Weil der Film eben nicht, wie gern behauptet, nur eine Wiedergängerinnen-Geschichte ist. Ja, Portman hat sich Jackies Akzent, ihre Körperhaltung, ihre Mimik haargenau angeeignet. Und ja, es ist ein Genuss, ihr zuzusehen. Man sieht fast nicht mehr Natalie Portman, die Jackie Kennedy darstellt, sondern Natalie Portman, die sich ein Stück Jackies einverleibt hat und wieder ausschwitzt. Wobei, sie schwitzt natürlich nicht. In den Sechzigern schwitzten First Ladys nicht. Aber wenn das alles wäre, hätte sie dafür keine Oscarnominierung verdient. Etwa nur den Dialekt einer berühmten Person perfekt zu imitieren, das wäre derselbe lahme Witz wie bei diesen unverständlicherweise gefeierten fotorealistischen Ölgemälden, deren einzige Qualität es ist, noch viel realer auszusehen als ein Foto. Ganz super gemacht. Aber niemand braucht das. Die wirklich beeindruckenden Stellen kommen später im Film, in der Darstellung der Züge von Kennedys Charakter, mit denen Portman sich als moderne Frau offenbar nicht identifizieren wollte: dem unterwürfigen Wunsch, doch bloß "Jack" zufriedenzustellen, der sich als Selbsttäuschung entpuppt. In den letzten Minuten wird das, was vorher ausgelassen wurde - der Kopfschuss - doch gezeigt, es wird frontal in die offene Wunde hinein gefilmt. Das sichtbar Gemachte ist gegen das, was man sich vorgestellt hatte, erstaunlich banal.
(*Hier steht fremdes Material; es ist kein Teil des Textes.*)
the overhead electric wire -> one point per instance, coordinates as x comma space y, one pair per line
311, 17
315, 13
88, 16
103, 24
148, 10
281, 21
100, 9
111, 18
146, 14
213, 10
Dann wäre da noch die oscarnominierte Musik. Mica Levis Orchester hält den Film zusammen, spukt, verheißt Unheil, tröstet. Ihr ist es zu verdanken, dass "Jackie" nicht trotz allem verkitschend ist. Denn in gewisser Weise liegt es in der Natur des Genres, dass es verkitscht. Weil es immer Mythenbildung ist, selbst dann, wenn wie hier eher eine Dekonstruktion des Mythos vorgeführt wird. Der Falle, dass jede filmische Nacherzählung einer Biografie am Mythos baut, kann man kaum entgehen. Doch "Jackie" ist nicht nur ein Film über die Konstruktion von Geschichte. Es ist ein Film, in dem erzählt wird, wie die Geschichte, die er erzählt, konstruiert wurde - und die Konstruktion zugleich fortsetzt. Und es ist ein Film über das, was jede Geschichte, und warum also nicht gerade im Kino, in ihren besten Momenten sein kann: das Aufbegehren des Menschen gegen den Tod durch die Macht der Erzählung.

Jackie, USA/Chile 2016 - Regie: Pablo Larrain. Buch: Noah Oppenheim. Kamera: Stéphane Fontaine. Mit Natalie Portman, Peter Sarsgaard, Billy Crudup. Veleih: Tobis, 100 Minuten.